At ADM, we try to help sustain and strengthen communities where our colleagues work, live and operate. We direct funding, share industry knowledge and volunteer. In particular, our areas of focus are on advancing sustainable agriculture, increasing food security and investing in education. We partner with organizations that are making meaningful social, economic and environmental progress worldwide.But we also try to have fun, and make Decatur and ADM a great place to work. Recently, I volunteered to take a pie in the face if our teams met their fundraising goals for Northeast Community Fund’s Thanksgiving Basket program. Sure enough, they shattered their goal. I guess having a chance to pie your boss in the face is a great motivational tool!
If you’re interested, get involved. If you’re part of an organization, whether that’s through your job, a club, a religious institution, is there an effort you can help support? Find something you care about and consider volunteering or directing funds where you can make a difference.
Executive Director, Midwest Inland Port & Community Marketing Manager, Limitless Decatur & Macon County
My father was my first mentor. His work ethic, community involvement, and commitment to family and tradition set the tone for my future. I’ve also been fortunate to have great influencers throughout my career. Observing how they interact with others, how they face issues and find solutions has greatly contributed to my life.
I carried out a project once that produced an outcome I didn’t intend for it to have. What I learned, thanks to one of my mentors, was that I made the best decision at the time with the information I had, and that you can’t always predict outside forces that impact the end result. Take the next steps and move on. We let negative people live rent-free in our heads by dwelling on the situation.
To me, community is a mindset. We can be part of many communities within the larger physical boundaries that we live in. Perhaps it’s a faith community, a neighborhood, a philanthropic organization, a hobby club, or a small group of friends sharing a common bond. Communities, like the individuals that make them, come in all sizes, interests, and perspectives. Whatever your community is, invest in it. Your investment will make the physical community in which you reside more dynamic.

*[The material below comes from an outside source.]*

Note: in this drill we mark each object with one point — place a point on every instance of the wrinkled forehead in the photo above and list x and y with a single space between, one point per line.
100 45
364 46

When I moved to Decatur, I became involved to network with others. Volunteering on planning committees, working fundraisers, and serving on boards immediately expanded my network. Once connected with many different “communities,” my involvement turned from a goal of networking to a goal of making an impact. ‘A rising tide lifts all boats.’ I’m blessed that my position allows me to be part of the tide and be directly involved in projects that have a ripple effect on our region. As a mother, I know the work I do here will impact our son’s future. I want he and his friends to be unapologetically proud of the community they were raised in.
No act is too small, and it’s never insignificant. Giving of your time, talent, or treasure is valuable. Needs exist everywhere you look. It can be both overwhelming and intimidating to do more, but don’t pause. Go for it. Find something that fills you up. Doing more for something that makes you happy will create an undeniable joy that will be infectious and inspiring to others.